Gluten has bad reputation for several years for the wrong reasons. Some mainstream experts and newspapers declared it the villain in a healthy diet. But most likely gluten is not your enemy.
This may sound strange but gluten does not have to be bad for you. Last few years the label on the products ‘gluten-free’ was synonymous with ‘healthy food’.
It’s a protein found primarily in wheat. It acts as an adhesive, and thus binds the other ingredients. Without it all products made from dough would look like pancakes.
Some of the most common foods that contain gluten
- Barley malt
- Wheat germ
Due to ability of thickening food, we use it in sauces and very often it is there when we are not even aware of its presence. A perfect example is oats and oatmeal. The oats does not contain this protein, but it is processed in plants along with cereals containing it. And thus the oats is contaminated with it.

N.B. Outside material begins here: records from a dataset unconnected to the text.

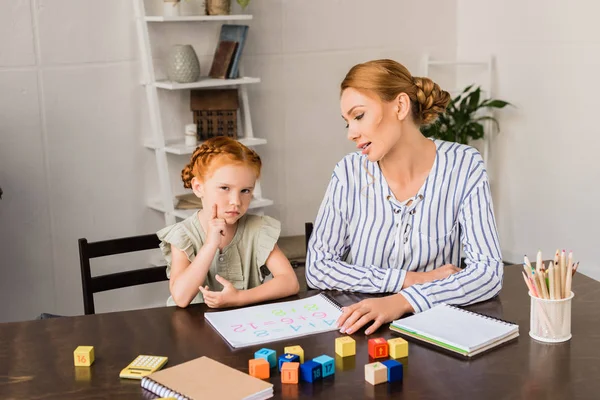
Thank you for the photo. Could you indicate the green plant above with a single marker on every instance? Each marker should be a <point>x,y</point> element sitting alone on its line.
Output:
<point>463,120</point>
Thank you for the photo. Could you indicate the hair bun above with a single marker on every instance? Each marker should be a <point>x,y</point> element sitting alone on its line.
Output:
<point>432,100</point>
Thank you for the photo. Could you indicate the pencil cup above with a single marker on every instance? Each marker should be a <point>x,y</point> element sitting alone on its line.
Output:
<point>550,320</point>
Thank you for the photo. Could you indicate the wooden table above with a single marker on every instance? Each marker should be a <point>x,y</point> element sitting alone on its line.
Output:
<point>36,357</point>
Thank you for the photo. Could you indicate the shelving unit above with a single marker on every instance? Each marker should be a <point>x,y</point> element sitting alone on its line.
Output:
<point>165,202</point>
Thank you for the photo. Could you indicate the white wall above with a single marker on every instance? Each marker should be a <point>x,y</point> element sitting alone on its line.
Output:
<point>73,117</point>
<point>544,160</point>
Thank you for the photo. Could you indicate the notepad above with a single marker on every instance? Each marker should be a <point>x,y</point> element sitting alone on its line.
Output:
<point>464,332</point>
<point>205,378</point>
<point>276,321</point>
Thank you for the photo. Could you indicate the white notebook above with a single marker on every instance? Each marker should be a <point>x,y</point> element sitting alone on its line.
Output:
<point>276,321</point>
<point>461,331</point>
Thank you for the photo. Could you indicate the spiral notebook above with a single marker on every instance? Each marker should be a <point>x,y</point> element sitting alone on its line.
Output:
<point>460,331</point>
<point>266,323</point>
<point>205,378</point>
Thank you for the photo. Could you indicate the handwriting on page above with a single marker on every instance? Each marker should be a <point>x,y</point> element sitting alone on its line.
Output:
<point>281,320</point>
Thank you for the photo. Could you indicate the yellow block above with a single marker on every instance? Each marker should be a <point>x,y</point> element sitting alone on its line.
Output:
<point>84,356</point>
<point>345,346</point>
<point>297,350</point>
<point>398,348</point>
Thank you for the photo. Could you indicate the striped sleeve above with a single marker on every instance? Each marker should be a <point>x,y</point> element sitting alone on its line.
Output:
<point>328,245</point>
<point>482,278</point>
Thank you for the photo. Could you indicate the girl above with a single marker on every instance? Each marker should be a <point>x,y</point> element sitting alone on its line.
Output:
<point>397,211</point>
<point>215,256</point>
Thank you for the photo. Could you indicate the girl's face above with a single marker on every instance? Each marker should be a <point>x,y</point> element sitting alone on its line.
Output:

How can I check my tolerance to gluten?
Unfortunately, it is very difficult. Very often gluten intolerance is related to diarrhea or flatulence. If your body does not tolerate this protein, up to 300 symptoms can occur and very rarely they resemble to those above.
There are several ways to test
- Food log and elimination
The first step is to avoid foods that contain this protein at least for 2 weeks. Keep track of what you eat, regularity of digestion, how do you feel and anything else – even a cleaner complexion. After that period introduce it back in the diet for two weeks. Continue to record all habits and changes.
Wait for the appearance of new symptoms. If you feel some changes in the body, digestion after you returned gluten in the diet, eliminate it from the diet.
The most important thing is to feel better. If you feel better – listen to your body.
Depending on the results of the elimination diet, you may need to take professional test to check the possibility of celiac disease or gluten-sensitive genes.
If you want to get rid of it, good news is that you will probably eat a lot less carbohydrates, which is good for the percentage of body fat. Here is a list of common foods and what (if any) impact has your decision to eliminate this protein:
- Protein powder – no change
- Products for meal replacements – check the label, some fibers contain gluten
- Protein bars – check the label, some fibers contain gluten
- Meat – no change
- Oatmeal – buy one with gluten-free label
- Rice – no change
- Pasta – use pasta from brown rice
- Potatoes and sweet potatoes – no change
- Bread – buy gluten-free or simply eliminate bread out of the diet. The flour used for making bread without gluten is too refined.